Are you content with one stage of equalization. Wouldn't your track sound better if you equalized, compressed, then equalized again?


This applies particularly to mastering, but it can apply anytime you are using EQ and compression together.

It's an obvious question. Should you EQ then compress, or compress then EQ? The answer depends on exactly why you are EQing.

If you are EQing a track because it has some sort of defect - perhaps too dull, too bass-heavy, mids lacking in sparkle - whatever the reason, you should EQ before you compress.

If you compress a track that has an EQ problem, then the compressor will be making its gain change decisions on faulty information. That is hardly going to result in good compression, which should be obvious once you think about it.

On the other hand, if a track already sounds well-balanced EQ-wise, then there is no need to EQ before compression.
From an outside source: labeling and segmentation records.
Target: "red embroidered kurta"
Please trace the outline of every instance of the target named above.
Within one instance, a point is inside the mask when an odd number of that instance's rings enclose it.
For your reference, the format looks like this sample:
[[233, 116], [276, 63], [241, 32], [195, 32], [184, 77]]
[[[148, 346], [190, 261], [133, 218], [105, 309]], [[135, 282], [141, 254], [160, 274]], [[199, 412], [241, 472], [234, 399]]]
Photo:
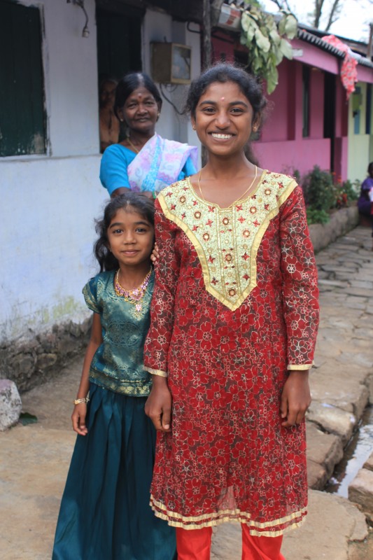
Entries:
[[318, 322], [302, 190], [265, 172], [220, 209], [185, 179], [155, 205], [145, 367], [167, 372], [173, 405], [151, 505], [175, 526], [237, 520], [281, 534], [306, 514], [307, 482], [304, 423], [281, 427], [281, 394], [288, 370], [311, 367]]

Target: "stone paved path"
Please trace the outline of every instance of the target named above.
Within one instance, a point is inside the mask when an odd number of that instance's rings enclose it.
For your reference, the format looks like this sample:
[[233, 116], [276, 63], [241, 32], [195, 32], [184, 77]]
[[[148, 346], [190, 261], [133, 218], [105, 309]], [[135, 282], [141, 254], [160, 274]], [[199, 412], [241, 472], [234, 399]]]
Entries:
[[[312, 489], [322, 488], [330, 477], [373, 393], [370, 234], [358, 227], [317, 255], [321, 325], [307, 423]], [[75, 440], [69, 417], [80, 369], [78, 360], [58, 379], [24, 394], [24, 411], [36, 414], [38, 422], [0, 433], [0, 560], [50, 558]], [[239, 560], [240, 539], [239, 526], [220, 526], [211, 558]], [[307, 521], [285, 536], [283, 554], [286, 560], [368, 560], [373, 544], [355, 505], [311, 489]]]

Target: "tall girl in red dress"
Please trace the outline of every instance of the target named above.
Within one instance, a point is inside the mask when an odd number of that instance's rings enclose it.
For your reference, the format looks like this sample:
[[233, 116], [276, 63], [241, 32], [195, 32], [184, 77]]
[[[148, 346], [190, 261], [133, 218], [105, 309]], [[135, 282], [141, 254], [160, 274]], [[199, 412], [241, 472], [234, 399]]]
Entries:
[[176, 527], [178, 560], [209, 559], [211, 527], [228, 521], [243, 559], [283, 559], [283, 533], [307, 513], [317, 274], [300, 188], [246, 156], [265, 102], [230, 64], [195, 80], [187, 106], [208, 163], [155, 202], [151, 505]]

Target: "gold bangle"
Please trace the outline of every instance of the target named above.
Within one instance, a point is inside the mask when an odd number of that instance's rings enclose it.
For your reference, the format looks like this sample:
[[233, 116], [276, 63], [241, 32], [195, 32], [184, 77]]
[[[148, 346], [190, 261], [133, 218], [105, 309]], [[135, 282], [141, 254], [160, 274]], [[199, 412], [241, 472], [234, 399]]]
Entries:
[[85, 397], [84, 398], [76, 398], [73, 401], [74, 405], [80, 405], [80, 402], [88, 402], [90, 399], [88, 397]]

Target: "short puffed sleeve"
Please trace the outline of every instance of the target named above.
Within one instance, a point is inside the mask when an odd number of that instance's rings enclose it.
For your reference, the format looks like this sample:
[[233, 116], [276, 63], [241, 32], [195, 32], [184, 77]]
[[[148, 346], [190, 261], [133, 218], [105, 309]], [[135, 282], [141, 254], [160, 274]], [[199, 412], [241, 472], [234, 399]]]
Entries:
[[99, 304], [97, 298], [97, 276], [91, 278], [82, 290], [87, 307], [94, 313], [101, 313], [102, 312], [102, 307]]

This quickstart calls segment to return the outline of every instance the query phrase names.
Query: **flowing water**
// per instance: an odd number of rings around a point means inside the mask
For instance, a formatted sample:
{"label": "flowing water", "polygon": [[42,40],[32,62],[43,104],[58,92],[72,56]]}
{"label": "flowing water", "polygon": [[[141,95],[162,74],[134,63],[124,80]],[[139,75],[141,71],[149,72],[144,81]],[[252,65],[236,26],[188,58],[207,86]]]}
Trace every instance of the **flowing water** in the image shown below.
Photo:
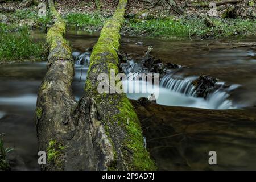
{"label": "flowing water", "polygon": [[[35,41],[44,40],[42,33],[35,32]],[[90,60],[90,51],[97,40],[98,34],[70,32],[67,38],[73,51],[75,75],[72,89],[76,99],[82,95]],[[255,38],[240,40],[251,42]],[[142,42],[143,44],[136,44]],[[253,47],[233,49],[230,42],[222,40],[164,40],[158,39],[125,37],[121,49],[127,53],[129,70],[138,70],[139,57],[152,46],[152,53],[164,61],[185,65],[163,77],[159,86],[148,93],[127,93],[130,98],[148,97],[159,90],[156,100],[159,104],[226,109],[251,106],[256,98],[256,50]],[[37,138],[34,125],[35,110],[38,89],[47,71],[46,62],[0,64],[0,133],[5,133],[6,146],[16,149],[11,159],[13,169],[40,169],[37,164]],[[215,90],[205,99],[196,96],[192,82],[201,74],[220,78],[229,86]],[[124,89],[133,84],[144,85],[142,81],[123,81]]]}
The action of a compressor however often results in a subjective dulling of the sound, so there is every likelihood that you will want to EQ after compressing.

The ultimate solution is to separate conceptually the corrective and creative applications of EQ. Once this is in your mind, it will be obvious that EQ problems have to be fixed before compression, and then after compression you will want to take the opportunity to perfect the frequency balance of whatever it is you are working on.

It's a good job that extra EQ plug-in instances don't cost anything (other than processor power of course!).